Di sekolah, kita dan anak-anak kita belajar ilmu pengetahuan yang sumbernya dari peradaban Barat modern. Teori evolusi sudah lama jadi perdebatan orang. Namun selama itu pula buku pelajaran yang memaparkan asal-muasal manusia dari kera itu masih digunakan orang. Kita terpaksa membaca buku mengenai asal-muasal manusia yang menyebutkan bahwa Tuhan tidak berperan dalam proses penciptaan manusia.
Ilmu yang kita serap di sekolah-sekolah lebih banyak berasal dari peradaban Barat yang menjadikan ilmu sebagai alat sangat halus dan tajam untuk menyebarluaskan cara dan pandangan hidup suatu kebudayaan. 
Yaitu kebudayaan yang berlawanan dengan keyakinan kita.

Disebabkan cara peradaban Barat modern itu halus dan tajam dalam menyebarluaskan peradaban melalui ilmu pengetahuan, maka kita pun seringkali mengira kebenaran berasal dari mereka. Ditambah pula kita tak punya kemampuan membongkar fenomena alam dan fenomena sosial dengan bersandar pada agama.
Ilmu pengetahuan yang bersumber dari peradaban Barat modern laksana virus, kata ilmuan Islam bernama Syed Muhammad Naquib al-Attas. Sehingga ilmu pengetahuan Barat modern merupakan tantangan paling besar bagi kaum muslimin saat ini.

Dalam pandangan Syed Muhammad Naquib al-Attas, peradaban Barat modern telah membuat ilmu menjadi problematis.
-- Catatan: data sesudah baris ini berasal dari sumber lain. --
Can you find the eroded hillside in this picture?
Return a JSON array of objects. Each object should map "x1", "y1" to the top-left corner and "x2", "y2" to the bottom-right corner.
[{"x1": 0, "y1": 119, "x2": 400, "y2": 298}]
Selain telah salah memahami makna ilmu, peradaban Barat juga telah menghilangkan maksud dan tujuan ilmu. Sekalipun peradaban Barat modern telah menghasilkan ilmu yang bermanfaat, namun peradaban tersebut juga telah menyebabkan kerusakan dalam kehidupan manusia. (Membangun Peradaban dengan Ilmu, Penerbit Kalam).


Sayangnya, kehidupan kita dikepung oleh standar ukuran-ukuran yang berbeda dengan kita. Takaran kehidupan yang berlawanan itu menyerang secara membabi-buta lewat banyak cara. Itu melemahkan kita, sampai-sampai seringkali kita tidak percaya bahwa cara-cara kita telah berganti standar cara mereka. Apa yang dahulu terpelihara dengan baik, kini sudah memudar. Bahkan kita menggunakan ukuran yang melampaui takaran-takaran mereka.

Tulisan ini adalah salah satu bagian dari Buku Gerakan Merajut Cinta Keluarga (Gemercik), Penerbit Badan Takmir Masjid Pusaka Al Hamidy Pagutan Mataram.